In interviews late Wednesday, two DPW officials could not immediately say how many of the 100,000 cases Alexander cited were of people who had died or moved.
They insisted, however, that there had been no changes in Pennsylvania's procedures and dismissed reports of delays, timeouts, and understaffing. Clients are given 15 days to respond to requests for information and, if nothing is returned, are then sent 15-day cancellation notices, but no additional action is taken until that time is up, said Lourdes Padilla, an acting deputy secretary.
"We conduct re-determinations with sensitivity . . . and accommodate as much as we can to the clients' needs," she said. "Nothing has changed."
Federal law prohibits states from changing eligibility or even procedures that might be more difficult for clients to meet. Several states have recently been sued and agreed to change processes that had, for example, caused automated computer closures similar to what advocates say is happening here, said Marc Cohan, director of litigation for the National Center for Law and Economic Justice.
Waste, fraud, and abuse are popular targets nationwide, especially for programs serving the poor.
"I think the Department of Public Welfare is under political pressure to sort of reaffirm these ... numbers that have been thrown out there," said Bill Bacon, legislative director for Service Employees International Union Local 668, which represents caseworkers. The state has ordered workers not to talk with the press.
Most advocacy groups are more cautious about attributing intention. They believe that three things contributed to bringing the system down:
A reporter at one point counted 330 people in line at a North Broad Street office. "I don't think anyone grasped the shortage of staff in these offices," said Scarboro, a former caseworker. "A large proportion of people who were told they were ineligible are in fact eligible."
While Pennsylvania's Medicaid numbers plummeted, statistics that normally follow the same trend, such as subsidized school lunches and employment data, did not.
And when children on Medicaid lose eligibility due to a family's increased income, they are automatically transferred into the state's Children's Health Insurance Program because CHIP has higher limits. When Michael Froehlich, an attorney for Community Legal Services of Philadelphia, analyzed the data, he found that 43,407 children had lost Medicaid while only 272 were added to CHIP.
The Medicaid cuts have been largely invisible to the public - a sharp contrast with the protests and lawsuits that accompanied Corbett's decision in the spring to kill AdultBasic, the state's insurance program for low-income working adults, which was one-quarter the size of the total Medicaid cuts so far.

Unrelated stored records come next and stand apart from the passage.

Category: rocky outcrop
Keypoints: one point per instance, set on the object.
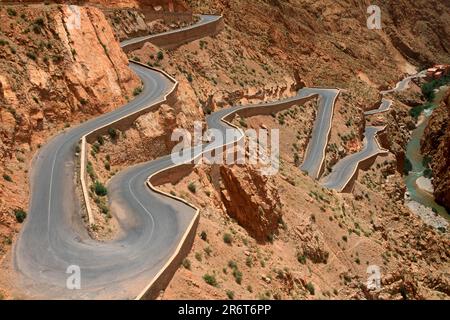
(252, 200)
(53, 72)
(436, 145)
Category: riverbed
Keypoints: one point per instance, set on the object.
(421, 200)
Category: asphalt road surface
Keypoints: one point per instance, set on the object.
(315, 153)
(151, 225)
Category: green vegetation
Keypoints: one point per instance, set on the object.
(416, 111)
(407, 167)
(20, 214)
(208, 251)
(192, 188)
(100, 189)
(186, 264)
(137, 91)
(90, 170)
(310, 288)
(301, 258)
(428, 173)
(11, 12)
(198, 256)
(230, 294)
(32, 56)
(228, 238)
(429, 87)
(210, 279)
(113, 133)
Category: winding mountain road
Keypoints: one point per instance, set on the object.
(315, 153)
(346, 169)
(152, 224)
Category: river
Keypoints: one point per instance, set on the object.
(414, 154)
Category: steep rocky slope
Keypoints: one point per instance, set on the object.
(52, 76)
(436, 145)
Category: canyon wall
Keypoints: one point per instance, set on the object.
(53, 74)
(436, 145)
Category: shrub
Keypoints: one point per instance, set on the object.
(137, 91)
(11, 12)
(192, 188)
(208, 251)
(230, 294)
(237, 276)
(20, 214)
(101, 140)
(232, 264)
(113, 133)
(228, 238)
(32, 56)
(210, 279)
(100, 189)
(310, 288)
(249, 262)
(301, 258)
(198, 256)
(407, 167)
(186, 264)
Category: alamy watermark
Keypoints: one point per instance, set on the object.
(374, 277)
(228, 146)
(73, 281)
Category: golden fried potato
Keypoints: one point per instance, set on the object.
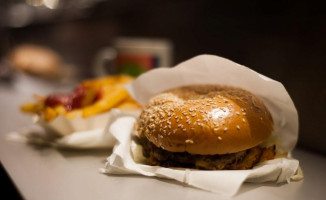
(112, 96)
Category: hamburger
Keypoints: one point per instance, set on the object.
(209, 127)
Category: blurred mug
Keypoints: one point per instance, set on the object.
(133, 56)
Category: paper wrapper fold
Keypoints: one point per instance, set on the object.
(208, 69)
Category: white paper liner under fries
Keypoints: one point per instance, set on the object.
(207, 69)
(82, 127)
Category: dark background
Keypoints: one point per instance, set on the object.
(285, 41)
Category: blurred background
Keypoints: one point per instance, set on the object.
(283, 40)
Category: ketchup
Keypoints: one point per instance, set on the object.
(69, 101)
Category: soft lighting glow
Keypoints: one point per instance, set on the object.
(220, 112)
(52, 4)
(34, 2)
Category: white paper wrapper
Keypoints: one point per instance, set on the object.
(208, 69)
(77, 133)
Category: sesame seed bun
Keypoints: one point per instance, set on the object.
(205, 120)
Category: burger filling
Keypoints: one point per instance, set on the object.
(234, 161)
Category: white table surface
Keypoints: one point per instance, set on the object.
(46, 173)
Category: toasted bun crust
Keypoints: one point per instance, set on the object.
(205, 120)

But advocacy groups said they have been sending the state, at its request, documentation of cases that were closed prematurely - evidence that theoretically could be used in a lawsuit. They also said they have asked the state to temporarily suspend case closures, as they said the Ridge administration did when similar problems occurred a decade ago on a much smaller scale.
Padilla said Wednesday that she had received no such evidence. "But there has been no change. So I don't see a need to stop what we have been doing," she said.
Another official, Ray Packer, agreed. "Any departure from that would be a violation of state and federal law," he said.